A four year journey – Dr McCulloch reflects on the patient experience movement
As I step down as CEO of the Picker Group of charities (Picker Institute Europe and Picker Institut Deutschland), I am also retiring from full time senior management in health care and policy. After 35 years working for the Department of Health and health care charities, I reflect on my experience of working to improve patient centred care.
There has long been rhetoric from UK health departments about care becoming more ‘patient centred’. This is undoubtedly driven by sincere conviction that such care is both appropriate for citizens today and likely to be more effective and acceptable. However, the rhetoric is often confused, involving differing concepts including patient satisfaction, patient experience, patient centred care, informed consent, shared decision making, patient empowerment, direct payments and so on. Some values underpinning these concepts are no doubt shared and others may not be.
The last four years at Picker have given me a unique opportunity to understand the science behind patient experience and to consider the realities. This has been challenging intellectually and has also involved me reflecting in a different way on my own health care and care received by my family.
It has been salutary for me to consider how few of these episodes of care have involved the offer of evidence based, joined up, patient centred care, despite the best efforts of staff who are often pleasant, dedicated and sometimes exceptional.
One problem is the system does not track care experiences and outcomes against care journeys. This does not allow for the systematic assessment, in vivo, of whether care actually works. But we will get there. Big data is likely to revolutionize our understanding of what happens in vivo, as opposed to our reliance on in vitro (or at least artificial) research environments for evidence.
This experiential aspect for me has been linked to the privilege of seeing all Picker’s data and research and talking to our expert staff. I have learned many key lessons. Most notably, I have learned two things I might not have fully predicted:
- Patient experience has not improved much in key aspects of care such as clinician-patient communication. It has improved much more in measurable and more easily altered aspects such as waiting times, hygiene, and removal of mixed sex accommodation from hospitals.
- Staff experience has not deteriorated much yet as a result of NHS pressures. As measured by the NHS staff surveys, the NHS still enjoys high levels of staff engagement and commitment – but declines in these levels could have deep consequences.
These two facts, coupled with much other evidence, lead to the belief that patient and staff experience are complex factors; generated by mixtures of attributions, beliefs, history, relationships, respect and so on. This is why patient experience – important to engagement, concordance, outcomes and human dignity – is hard to alter in an upward direction. But change is what we are all seeking – not just measurement, however important accurate measurement is.
It has also taught me survey data does reflect reality. I have been able to reflect on people’s actual experiences of care and compare them to Picker results – there is a striking correlation to my eye at least. Staff recommendation is the single most useful marker about whether the culture of a health care institution is strong or weak. These results show enormous variation from less than 50% of staff recommending a hospital’s services in some cases with over 90% in others (often specialist hospitals offering world class care). Needless to say I have become personally wary of the former group of institutions but here too I have been inspired by some of the passion and hunger for change shown by staff.

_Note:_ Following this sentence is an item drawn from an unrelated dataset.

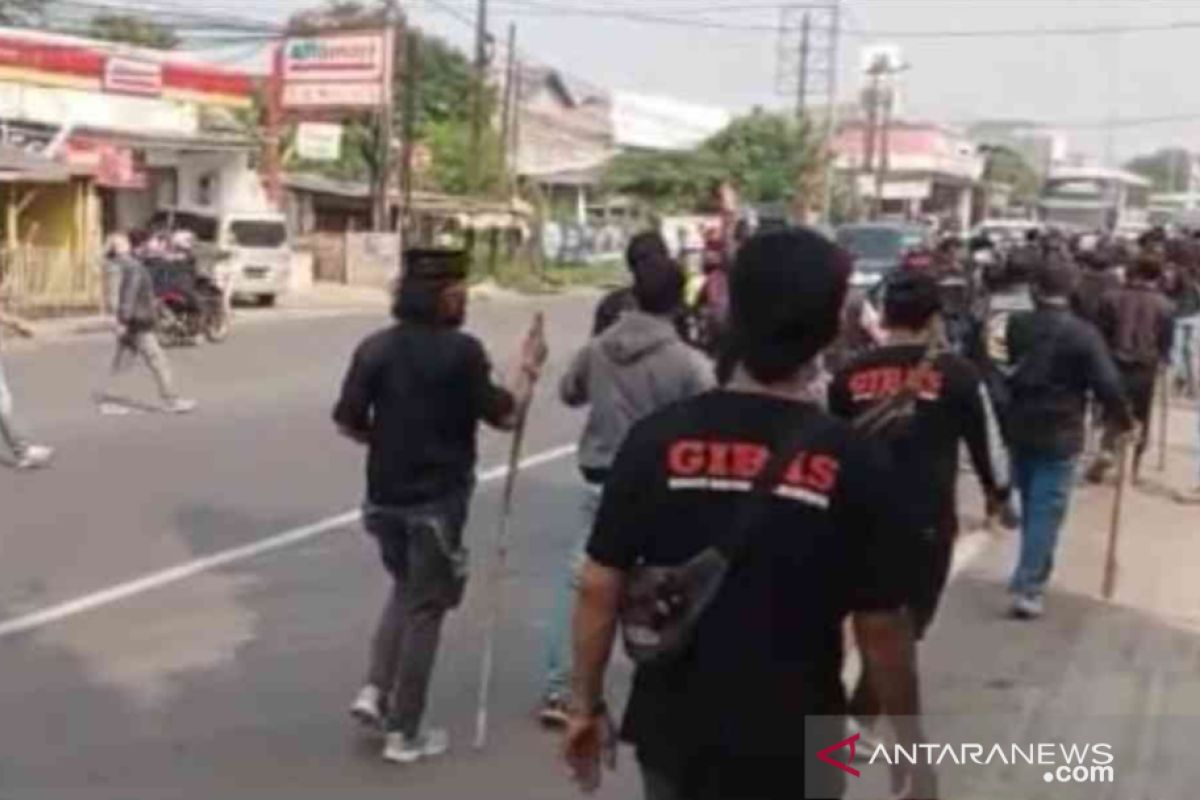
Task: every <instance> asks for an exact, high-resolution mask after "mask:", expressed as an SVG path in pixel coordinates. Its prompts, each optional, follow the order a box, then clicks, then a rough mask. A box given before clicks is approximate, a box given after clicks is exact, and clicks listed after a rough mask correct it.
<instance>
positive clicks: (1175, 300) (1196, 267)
mask: <svg viewBox="0 0 1200 800" xmlns="http://www.w3.org/2000/svg"><path fill="white" fill-rule="evenodd" d="M1174 249H1175V253H1174V255H1175V258H1172V264H1171V271H1170V273H1169V275H1168V283H1166V296H1168V297H1169V299H1170V301H1171V302H1172V303H1174V306H1175V348H1174V350H1172V353H1171V366H1172V373H1174V374H1172V383H1174V386H1172V389H1175V390H1176V391H1178V392H1180V393H1181V395H1183V396H1184V397H1188V398H1195V397H1198V395H1200V375H1198V374H1196V373H1198V369H1200V362H1198V360H1200V253H1198V252H1196V245H1194V243H1193V242H1192V241H1190V240H1189V241H1181V242H1178V243H1177V245H1176V246H1175V248H1174Z"/></svg>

What then of policy? It is likely to have a limited impact on the complexities of patient and staff experience because policy is best at:
- following rather than leading professional or public opinion or the evidence; and
- impacting discrete issues that are amenable to top down solutions.
We also have a major problem at present that over-arching policy for the NHS is aspirational rather than grounded in the realities of tight budgets, increasing demand and shrinking social care services, amongst other pressures. There is still a grand plan relying on heroic efficiency improvements rather than a pragmatic set of priorities.
What is needed is practical and evidence based interventions that improve both patient and staff experience, such as better communications skills training (and selection) and better emotional support for both patients and staff.
I would caution against too much reliance on technology to drive patient centredness. Patient centred care comes from the hearts and minds of staff and cannot be gamed in response to a web rating.
None of this means colleagues at the centre have not helped move forward these agendas. I would especially highlight the work of the Care Quality Commission and NHS England to collect good quality data on both patient and staff experience, expanding the extent to which data is collected across settings and specialties. The latter has been a very important part of Picker’s own work in recent years. Data from white middle aged males with heart disease are important but do not build the holistic picture of quality we require to ensure services are meeting all citizen’s needs. Secondly, I would like to highlight valuable initiatives either driven by or effectively supported by the centre, such as Always EventsTM, which has real potential to engage patients and staff.
What of the future? There is cause for both pessimism and optimism. The forces that could blow us backwards are all too obvious in terms of finance, workforce and tick box solutions. But the forces that can move us forwards are very powerful – including empowerment of patients and staff, big data, changing professional attitudes and the need for us all to take greater responsibility for our health.
Whatever the future, we will continue to need a strong focus on collecting hard evidence that shows – both quantitatively and qualitatively – the nature of patient and staff experience.